In protocol behaviour: The documentation about how to implement
__contains__ vaguely states that the function "should return true,
false otherwise". In fact we may return any object that can be
interpreted as a boolean, this is intented behaviour. However the
implementation of COMPARE_OP in Python/ceval.c inevitably casts
the result of "x in y" to Py_True or Py_False, throwing away our object
and leaving us with this bool only.
This kills any chance of producing useful objects in __contains__,
even objects that may have a meaning outside the pure boolean context.
For example:

x = mycontainer(['foo', 'bar', 'bar', 'foo', 'foo'])
y = 'foo' in mycontainer
print y == True
>> True
print y
>> mycontainer('foo', 'foo', 'foo')

This has been discussed on python-ideas in mid-2010
(http://mail.python.org/pipermail/python-ideas/2010-July/007733.html)
without distinct outcome.

In object behaviour: Rich Comparision allows numeric- or set-like
comparision in any way we like, returing any kind of object. The
documentation clearly states that the returned object is only(!)
interpreted as a boolean when used in a boolean context (__contains__
falls short here).
For example:

x = set((1,2,3,4,5))
y = set((2,3,4))
z = x > y
print z == True
>> True
print z
>> set([1,5]) # equivalent to x - y

z = x < y
print z == True
>> False
print z
>> set([]) # equivalent to y - x

print 3 > 2
>> 1
print (3 > 2) == True
>> True

In code behaviour: Why is it, that we can override the behaviour of
arithmetic operations like "+, -, *, /", but not the boolean
operations like "and, or, xor, not" ? Why do we force any value being
generated in a boolean context like "if x == 1 or y == 1" to actually
be of boolean type? The result of "(x/y) == 1" may be any kind of
object coming from __eq__. However the "or"-operator here grinds them
both down to being just True or False. This is due to the fact that
the generated bytecode evaluates one expression at a time and does not
keep track of the objects it got while doing so. The pure boolean
behaviour arises from the use of JUMP_IF_FALSE/TRUE after each
comparision.
Instead of having boolean operations being a part of the language, we
could implement them as a an extension to the Rich Comparision
Protocol, giving rise to functions like object.__bor__,
object.__bnot__ or object.__band__:

The expression "if x == 1 or y == 1" would then become equivalent to

tmp1 = x.__eq__(1)
if tmp1:
 return tmp1
tmp2 = y.__eq__(1)
if tmp2:
 return tmp2
return = tmp1.__bor__(tmp2)

Likewise, the expression "if x == 1 and y == 1" would become

tmp1 = x.__eq__(1)
if not tmp1:
 return tmp1
tmp2 = y.__eq__(1)
if not tmp2:
 return tmp2
return tmp1.__band__(tmp2)

The object-example from above now tells us how boolean behaviour and
arithmetic behaviour go hand in hand: "(setA > setB) or (setA < setB)"
is True because "set([1,5]).__bor__(set([]))" is the same as
"set([1,5]) + set([])" and equivalent to True in a boolean context.
Likewise, "(setA > setB) and (setA < setB)" is False because
"set([1,5]).__band__set([])" is just "set([])". It follows that "(setA
> setB) == (setA - setB) == (setA & setB)". We can't do this with
boolean operations being part of the language only.

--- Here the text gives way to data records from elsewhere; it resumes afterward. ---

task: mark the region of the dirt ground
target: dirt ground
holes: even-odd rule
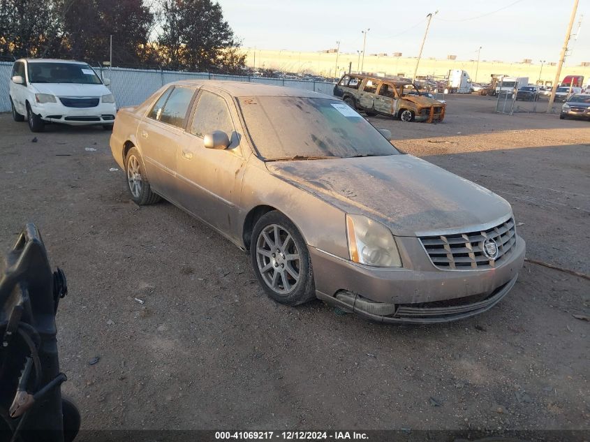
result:
[[[452,96],[443,124],[369,119],[506,198],[528,258],[590,274],[590,122],[493,108]],[[0,115],[0,246],[34,221],[68,277],[63,390],[84,428],[590,431],[587,279],[526,263],[496,307],[439,325],[279,305],[221,235],[130,202],[108,138]]]

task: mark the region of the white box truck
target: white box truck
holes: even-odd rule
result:
[[[519,88],[529,85],[529,77],[504,76],[496,85],[496,95],[516,94]]]
[[[449,71],[447,89],[450,94],[470,94],[471,79],[466,71],[451,69]]]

Summing all up, I really think that we should break the dominance of
bool() and take a look at how we can implement boolean contexts
without relying on boolean values all the time.

None of this can be implemented without breaking at least the CPython
API. For example, the behaviour of __contains__ can't be changed in
the proposed way without changing the signature of "int
PySequence_Contains()" to "PyObject* PySequence_Contains()".